Tom Brueggemann published an article on IndieWire late Thursday under the headline “More Than 80 Percent of the U.S. Can See ‘Tenet’ in Theaters On September 3.” So what? I have a website. It can be seen by the 4.6 billion people on the planet who have internet access. Doesn’t mean it will.
Nothing in Brueggemann’s article is inaccurate. Matter of fact, I applaud the thoroughness and informative nature of the post. His main point seems to be that most movie theaters in the country–even more so throughout the world–are open for business and therefore are able to accommodate the (tentative) opening of Christopher Nolan’s “Tenet.”
“All told, even if all of California and New York couldn’t open and a few other areas besides, more than 80 percent of the population would still have the potential to see “Tenet” in an indoor theater,” Brueggemann writes, noting that only Arizona, California, New Jersey, and New York currently have theaters closed statewide.
Yet in virtually the same breath Brueggemann also concedes that “Most states have capacity limitations. Some range from 25 percent-66 percent, per auditorium,” and “Not that all of the filmgoers within those numbers will attend; some undetermined part of the audience — likely substantial — won’t return even if this is hailed as the greatest film ever made.”
Those two concessions alone–that theaters are operating under reduced capacity and a “substantial” number of filmgoers are likely to stay home–wholly negates the specious 80 percent figure from the headline.
What’s more, why is Warner Bros. so determined to be the first out of the gate with “Tenet” anyway? It simply doesn’t make any sense. Nolan is one of the most venerated filmmakers on the planet. He puts out a feature film once every three years and each one is typically the biggest film (if not in box office totals, then in both hype and grandiosity) of the year.
Why would any studio
allow force such a film to serve as the proverbial canary in the coal mine while simultaneously releasing it into such a limited market? “Tenet” has already been delayed.

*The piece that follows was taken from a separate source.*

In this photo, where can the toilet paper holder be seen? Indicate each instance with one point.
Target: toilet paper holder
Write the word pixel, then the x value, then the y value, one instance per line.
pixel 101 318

Thrice. The summer 2020 blockbuster season is already officially D.O.A. and it’s never coming back.
Why not give “Tenet” the best chance to be seen–and fans the best chance to see it–with a more accommodating release date, like November/December 2020? Safer conditions. More filmgoers. Bigger box office returns. Releasing the film anytime before that just seems like a waste and setting it up to fail. So the bottom line is that any tentpole film, ESPECIALLY a Nolan film, is simply too prized to risk anything of the sort.